Giovana lembra que, há alguns anos, o brasileiro nem imaginaria ver prateleiras de supermercados forradas de produtos orgânicos certificados. Hoje, até o papel para talões de cheque e contas de luz é feito a partir de florestas plantadas certificadas pelo FSC (Forest Stewardship Council), cujo braço no Brasil é Conselho Brasileiro de Manejo Florestal, ou pelo Cerflor (Certificação Florestal). "Isso demonstra que o mercado interno brasileiro está se preocupando cada vez mais com uma origem sustentável dos produtos e, a meu ver, é só uma questão de tempo para chegarmos a níveis de conscientização como os da Alemanha, Holanda e outros países europeus", diz.

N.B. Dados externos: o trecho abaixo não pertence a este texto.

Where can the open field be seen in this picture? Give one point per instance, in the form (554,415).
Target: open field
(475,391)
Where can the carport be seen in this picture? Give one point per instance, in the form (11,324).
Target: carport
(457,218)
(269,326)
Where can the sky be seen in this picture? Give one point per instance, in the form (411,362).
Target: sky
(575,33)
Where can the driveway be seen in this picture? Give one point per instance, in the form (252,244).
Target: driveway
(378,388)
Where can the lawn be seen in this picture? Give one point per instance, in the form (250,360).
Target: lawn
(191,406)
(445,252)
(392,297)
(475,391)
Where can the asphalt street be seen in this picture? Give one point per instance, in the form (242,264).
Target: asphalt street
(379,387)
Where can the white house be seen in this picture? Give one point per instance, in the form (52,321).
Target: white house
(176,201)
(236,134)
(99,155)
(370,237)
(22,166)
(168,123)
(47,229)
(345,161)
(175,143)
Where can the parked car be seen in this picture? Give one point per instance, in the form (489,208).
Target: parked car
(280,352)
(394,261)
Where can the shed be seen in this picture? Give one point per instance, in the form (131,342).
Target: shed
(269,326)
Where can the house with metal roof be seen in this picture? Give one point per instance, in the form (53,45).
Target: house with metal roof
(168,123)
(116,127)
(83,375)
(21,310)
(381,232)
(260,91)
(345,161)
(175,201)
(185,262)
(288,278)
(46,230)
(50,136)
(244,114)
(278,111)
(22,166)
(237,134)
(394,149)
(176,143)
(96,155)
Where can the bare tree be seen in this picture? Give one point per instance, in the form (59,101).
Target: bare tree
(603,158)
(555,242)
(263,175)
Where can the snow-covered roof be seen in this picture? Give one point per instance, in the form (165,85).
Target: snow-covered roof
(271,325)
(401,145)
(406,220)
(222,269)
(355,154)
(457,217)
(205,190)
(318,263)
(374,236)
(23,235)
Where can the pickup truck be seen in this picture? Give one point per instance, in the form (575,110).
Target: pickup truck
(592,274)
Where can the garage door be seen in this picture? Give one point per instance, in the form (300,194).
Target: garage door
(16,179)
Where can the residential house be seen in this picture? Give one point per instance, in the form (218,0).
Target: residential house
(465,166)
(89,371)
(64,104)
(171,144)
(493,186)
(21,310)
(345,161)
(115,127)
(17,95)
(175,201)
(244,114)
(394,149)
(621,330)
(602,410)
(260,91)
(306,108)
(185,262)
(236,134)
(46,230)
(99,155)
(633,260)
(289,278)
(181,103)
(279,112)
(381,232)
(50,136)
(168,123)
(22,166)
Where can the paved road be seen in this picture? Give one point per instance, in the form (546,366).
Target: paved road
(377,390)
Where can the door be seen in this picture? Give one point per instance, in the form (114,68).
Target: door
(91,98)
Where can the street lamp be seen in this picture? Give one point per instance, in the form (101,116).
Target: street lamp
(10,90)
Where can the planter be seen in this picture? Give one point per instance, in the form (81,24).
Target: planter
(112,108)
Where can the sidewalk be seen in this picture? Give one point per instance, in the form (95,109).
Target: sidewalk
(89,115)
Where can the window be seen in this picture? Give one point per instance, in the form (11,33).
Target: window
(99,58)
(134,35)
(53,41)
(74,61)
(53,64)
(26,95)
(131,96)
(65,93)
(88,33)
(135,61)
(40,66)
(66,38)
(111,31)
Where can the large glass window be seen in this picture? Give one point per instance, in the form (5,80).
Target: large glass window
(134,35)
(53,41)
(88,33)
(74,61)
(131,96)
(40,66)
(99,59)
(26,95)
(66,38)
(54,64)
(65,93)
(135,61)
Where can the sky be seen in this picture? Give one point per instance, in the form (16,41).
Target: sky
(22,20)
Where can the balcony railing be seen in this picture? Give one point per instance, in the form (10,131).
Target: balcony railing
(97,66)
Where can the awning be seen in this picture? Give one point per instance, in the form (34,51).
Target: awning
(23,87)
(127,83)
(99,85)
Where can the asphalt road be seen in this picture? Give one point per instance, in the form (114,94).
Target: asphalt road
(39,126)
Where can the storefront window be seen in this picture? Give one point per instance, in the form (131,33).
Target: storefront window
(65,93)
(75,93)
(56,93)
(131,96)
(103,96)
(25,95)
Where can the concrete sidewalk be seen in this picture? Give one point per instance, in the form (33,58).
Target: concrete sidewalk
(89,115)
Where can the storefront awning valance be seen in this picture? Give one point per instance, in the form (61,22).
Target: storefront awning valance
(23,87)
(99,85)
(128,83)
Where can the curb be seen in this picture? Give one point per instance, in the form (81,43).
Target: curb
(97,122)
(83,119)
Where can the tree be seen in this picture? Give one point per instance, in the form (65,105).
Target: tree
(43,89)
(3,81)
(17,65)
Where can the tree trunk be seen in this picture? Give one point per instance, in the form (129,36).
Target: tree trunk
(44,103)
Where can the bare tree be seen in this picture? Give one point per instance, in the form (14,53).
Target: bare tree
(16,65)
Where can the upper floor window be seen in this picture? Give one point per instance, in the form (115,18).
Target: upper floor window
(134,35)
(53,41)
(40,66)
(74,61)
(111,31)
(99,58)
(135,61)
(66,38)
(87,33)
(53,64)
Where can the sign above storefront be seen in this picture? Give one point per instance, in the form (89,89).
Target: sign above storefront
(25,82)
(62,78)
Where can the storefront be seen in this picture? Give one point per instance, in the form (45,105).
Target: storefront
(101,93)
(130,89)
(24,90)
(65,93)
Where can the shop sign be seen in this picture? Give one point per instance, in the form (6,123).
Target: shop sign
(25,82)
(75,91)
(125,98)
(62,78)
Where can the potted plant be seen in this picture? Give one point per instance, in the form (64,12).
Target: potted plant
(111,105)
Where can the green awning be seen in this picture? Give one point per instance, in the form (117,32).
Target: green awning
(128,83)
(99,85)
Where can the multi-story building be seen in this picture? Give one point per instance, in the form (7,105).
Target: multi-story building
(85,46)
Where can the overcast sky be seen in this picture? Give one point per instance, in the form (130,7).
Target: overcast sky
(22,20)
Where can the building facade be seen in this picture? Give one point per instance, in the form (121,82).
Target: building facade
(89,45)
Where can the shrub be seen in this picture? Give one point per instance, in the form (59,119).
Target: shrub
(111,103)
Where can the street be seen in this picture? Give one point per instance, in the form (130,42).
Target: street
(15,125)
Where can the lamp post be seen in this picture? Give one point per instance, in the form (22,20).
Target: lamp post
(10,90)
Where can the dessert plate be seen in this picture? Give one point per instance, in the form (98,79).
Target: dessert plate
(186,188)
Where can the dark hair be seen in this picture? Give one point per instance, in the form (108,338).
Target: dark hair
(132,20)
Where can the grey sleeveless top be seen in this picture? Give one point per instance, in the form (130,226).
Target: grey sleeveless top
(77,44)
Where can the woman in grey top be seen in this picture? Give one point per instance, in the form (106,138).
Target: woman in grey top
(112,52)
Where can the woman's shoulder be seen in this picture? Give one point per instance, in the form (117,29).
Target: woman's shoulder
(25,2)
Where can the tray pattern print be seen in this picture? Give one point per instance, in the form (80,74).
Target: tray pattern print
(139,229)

Nessa evolução, os organismos financeiros têm papel importante e podem ser molas propulsoras da melhoria socioambiental no campo. Ao exigirem o cumprimento de critérios ambientais e sociais na propriedade rural para a liberação de crédito, exercem uma pressão positiva e fundamental que influencia na melhor gestão dos recursos naturais e dos trabalhadores em toda a cadeia produtiva. A adequação da propriedade rural tem um custo, e os subsídios para que o produtor rural faça a sua parte devem ser dados de maneira facilitada, afinal, uma propriedade que administra bem seus recursos naturais e humanos, produz mais, melhor e por um período maior. E os programas de Boas Práticas Agrícolas e Certificações vêm para corroborar esse processo.

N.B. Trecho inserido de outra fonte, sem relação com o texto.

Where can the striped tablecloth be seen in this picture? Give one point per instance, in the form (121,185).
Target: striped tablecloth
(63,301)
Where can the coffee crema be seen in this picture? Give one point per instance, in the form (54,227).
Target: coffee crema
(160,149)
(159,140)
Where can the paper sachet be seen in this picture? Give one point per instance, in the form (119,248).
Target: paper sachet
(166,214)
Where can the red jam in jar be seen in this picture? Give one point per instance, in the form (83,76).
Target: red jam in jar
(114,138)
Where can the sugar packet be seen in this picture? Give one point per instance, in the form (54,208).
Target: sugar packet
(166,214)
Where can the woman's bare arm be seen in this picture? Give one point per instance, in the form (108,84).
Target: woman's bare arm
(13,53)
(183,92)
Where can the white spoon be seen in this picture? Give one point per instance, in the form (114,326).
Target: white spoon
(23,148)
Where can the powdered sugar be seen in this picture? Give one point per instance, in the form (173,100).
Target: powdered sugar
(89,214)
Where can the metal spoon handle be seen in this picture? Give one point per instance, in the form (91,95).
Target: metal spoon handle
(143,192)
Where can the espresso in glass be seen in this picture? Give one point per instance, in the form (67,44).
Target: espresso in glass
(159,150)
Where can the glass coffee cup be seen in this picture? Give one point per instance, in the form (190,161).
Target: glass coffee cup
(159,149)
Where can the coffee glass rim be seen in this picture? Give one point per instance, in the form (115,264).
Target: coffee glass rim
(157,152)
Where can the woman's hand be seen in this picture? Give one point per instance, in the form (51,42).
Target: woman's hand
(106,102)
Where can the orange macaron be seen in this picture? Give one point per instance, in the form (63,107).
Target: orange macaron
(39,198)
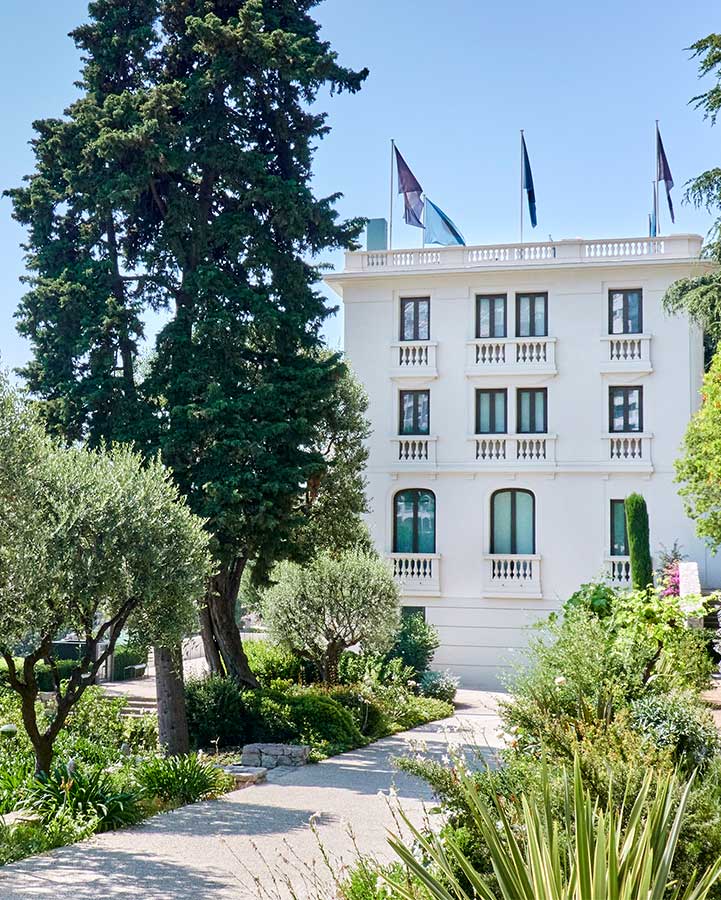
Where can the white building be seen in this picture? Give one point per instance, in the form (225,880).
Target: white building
(517,394)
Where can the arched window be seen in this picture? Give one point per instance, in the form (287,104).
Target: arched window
(414,522)
(513,522)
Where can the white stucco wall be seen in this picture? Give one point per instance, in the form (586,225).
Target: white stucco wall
(483,634)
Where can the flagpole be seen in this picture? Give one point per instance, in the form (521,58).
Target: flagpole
(390,215)
(521,154)
(655,183)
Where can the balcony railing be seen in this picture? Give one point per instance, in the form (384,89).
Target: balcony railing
(416,448)
(512,575)
(626,353)
(629,448)
(416,359)
(618,570)
(551,253)
(518,449)
(417,573)
(491,356)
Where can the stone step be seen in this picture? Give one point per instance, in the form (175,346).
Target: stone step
(245,775)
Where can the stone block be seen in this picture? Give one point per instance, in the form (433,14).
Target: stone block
(270,756)
(246,775)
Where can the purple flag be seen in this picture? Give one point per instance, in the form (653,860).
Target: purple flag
(410,188)
(663,172)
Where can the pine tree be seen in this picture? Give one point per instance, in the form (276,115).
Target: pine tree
(180,181)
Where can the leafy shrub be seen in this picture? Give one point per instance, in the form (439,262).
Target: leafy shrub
(596,597)
(367,712)
(441,685)
(125,656)
(676,721)
(415,644)
(215,711)
(271,661)
(181,779)
(16,770)
(85,793)
(43,673)
(218,709)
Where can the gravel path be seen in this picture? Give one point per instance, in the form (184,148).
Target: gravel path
(242,845)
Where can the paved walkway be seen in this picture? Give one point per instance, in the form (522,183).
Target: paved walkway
(239,846)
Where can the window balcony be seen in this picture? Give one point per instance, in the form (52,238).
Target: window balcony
(415,449)
(514,450)
(618,570)
(512,356)
(512,575)
(626,353)
(629,449)
(417,573)
(413,359)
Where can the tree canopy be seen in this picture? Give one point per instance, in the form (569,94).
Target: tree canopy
(180,182)
(91,542)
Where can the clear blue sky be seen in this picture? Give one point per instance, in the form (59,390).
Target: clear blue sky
(453,84)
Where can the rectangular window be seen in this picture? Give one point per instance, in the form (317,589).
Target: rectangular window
(625,411)
(491,412)
(408,611)
(532,412)
(491,316)
(531,315)
(414,412)
(416,319)
(625,312)
(619,538)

Giovana afirma que é também muito importante que informações referentes à origem dos produtos agrícolas e à importância de se consumir com responsabilidade cheguem a todos, pois é o consumidor final que mais pode influenciar a melhoria socioambiental de toda a cadeia produtiva agrícola e industrial. Porém, até mesmo para produtores rurais, ainda falta conhecimento em questões ambientais, o que gera a maioria das controvérsias. "Por essa razão, a mídia de massa tem papel primordial. Entretanto, é essencial também que a informação chegue de uma maneira mais pessoal e direta ao campo e é por isso que priorizamos eventos e publicações para produtores rurais", diz.
Quanto ao Novo Código Florestal, ainda a ser sancionado pela presidente Dilma Rousseff, a TNC espera que as propriedades rurais sejam totalmente adequadas à Legislação Ambiental, principalmente no que se refere à Reserva Legal. "Entretanto, ao dialogarmos com produtores de todo o Brasil, percebemos que a maioria está bastante consciente da importância das Áreas de Preservação Permanente (matas ciliares) e sabe as consequências para os rios e mananciais do mau uso dessas áreas de proteção", afirma Giovana.
No caminho das boas práticas
Luis Fernando Guedes Pinto, do corpo técnico do Imaflora (Instituto de Manejo e Certificação Florestal e Agrícola), também vê a sustentabilidade agrícola como um processo lento que depende de vários passos e instrumentos que vão de crédito à forma de produzir e comercializar, e implica em mudanças em toda a cadeia produtiva. "A soja e outros setores da agropecuária nacional acordaram para a questão da sustentabilidade como algo importante para a sua competitividade e visão de longo prazo, mas ainda estão em começo da mudança. Assim, ainda não temos como avaliar com exatidão a escala da sustentabilidade do setor", diz.
Para ele, a certificação é um dos instrumentos que devem levar a soja e outros setores ao caminho das boas práticas e da gestão da produção com conservação dos recursos naturais, e garantia de direitos e condições de trabalho dignas no campo: "Temos evidências de que isso tem ocorrido em setores como café, cacau e manejo florestal, mas estamos no começo".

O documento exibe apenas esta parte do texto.